As the fourth casualty in the Hyderpora “encounter”, Dr. Mudasir Gul, as per police, was an alleged militant associate and was involved in harbouring militants. His IT solutions shop has been termed as a “high-tech hideout” by police.
However, in January next year, Mudasir was supposed to inaugurate his IT setup in the form of a Call Centre, in the same building where he was killed.
“He was very much interested in business and his father always encouraged him,” one of his uncles said.“He was doing absolutely fine as a builder and had planned to open a call-centre for a better profit.”
Unaware of his orphan hood, Gul’s seven-year-old son, Kabeer, playfully roamed around the house demanding mourners, “Let’s play, till the baba returns home.”

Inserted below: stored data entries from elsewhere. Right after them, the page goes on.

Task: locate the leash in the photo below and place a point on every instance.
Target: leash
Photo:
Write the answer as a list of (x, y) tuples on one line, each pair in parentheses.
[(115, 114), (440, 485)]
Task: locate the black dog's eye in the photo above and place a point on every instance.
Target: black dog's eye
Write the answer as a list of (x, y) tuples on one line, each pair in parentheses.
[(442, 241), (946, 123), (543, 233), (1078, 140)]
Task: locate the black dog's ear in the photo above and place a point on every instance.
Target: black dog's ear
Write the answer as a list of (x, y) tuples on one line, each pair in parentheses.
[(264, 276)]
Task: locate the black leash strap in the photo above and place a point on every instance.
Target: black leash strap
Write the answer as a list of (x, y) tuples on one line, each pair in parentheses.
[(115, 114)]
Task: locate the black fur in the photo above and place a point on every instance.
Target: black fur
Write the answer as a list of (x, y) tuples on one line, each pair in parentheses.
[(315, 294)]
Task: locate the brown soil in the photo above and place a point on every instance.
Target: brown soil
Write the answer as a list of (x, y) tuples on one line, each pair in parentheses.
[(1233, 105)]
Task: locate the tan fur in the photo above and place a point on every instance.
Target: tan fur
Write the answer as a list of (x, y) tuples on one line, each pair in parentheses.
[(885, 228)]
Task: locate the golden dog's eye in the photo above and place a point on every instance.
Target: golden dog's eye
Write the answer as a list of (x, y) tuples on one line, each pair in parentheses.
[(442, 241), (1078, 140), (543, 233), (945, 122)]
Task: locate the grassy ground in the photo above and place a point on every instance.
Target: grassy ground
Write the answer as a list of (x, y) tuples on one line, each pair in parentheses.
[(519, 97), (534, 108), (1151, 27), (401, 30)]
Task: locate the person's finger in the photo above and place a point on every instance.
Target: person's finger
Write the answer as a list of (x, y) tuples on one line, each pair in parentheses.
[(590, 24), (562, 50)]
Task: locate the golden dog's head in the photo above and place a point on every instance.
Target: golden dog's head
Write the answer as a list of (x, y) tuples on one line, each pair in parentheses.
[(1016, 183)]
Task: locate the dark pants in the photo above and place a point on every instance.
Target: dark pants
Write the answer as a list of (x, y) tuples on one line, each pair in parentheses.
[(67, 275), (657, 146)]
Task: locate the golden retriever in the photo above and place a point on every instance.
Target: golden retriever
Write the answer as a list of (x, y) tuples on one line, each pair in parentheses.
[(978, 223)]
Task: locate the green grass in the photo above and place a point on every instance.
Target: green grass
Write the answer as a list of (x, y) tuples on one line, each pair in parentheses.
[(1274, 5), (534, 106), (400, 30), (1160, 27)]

“My brother has nothing to do with militancy,” Dr. Mudasir’s brother, Muzammil shrieks before a swarm of mourners try to calm him down.
“He was innocent. Please, give me back his body. I don’t want anything else, I just want to kiss his face one last time.”
At Barzulla, the two daughters are still calling their “Papa” home.
“He was our hope and support,” Maisara says. “They snatched him alive from us, but now they should at least return him dead to us.”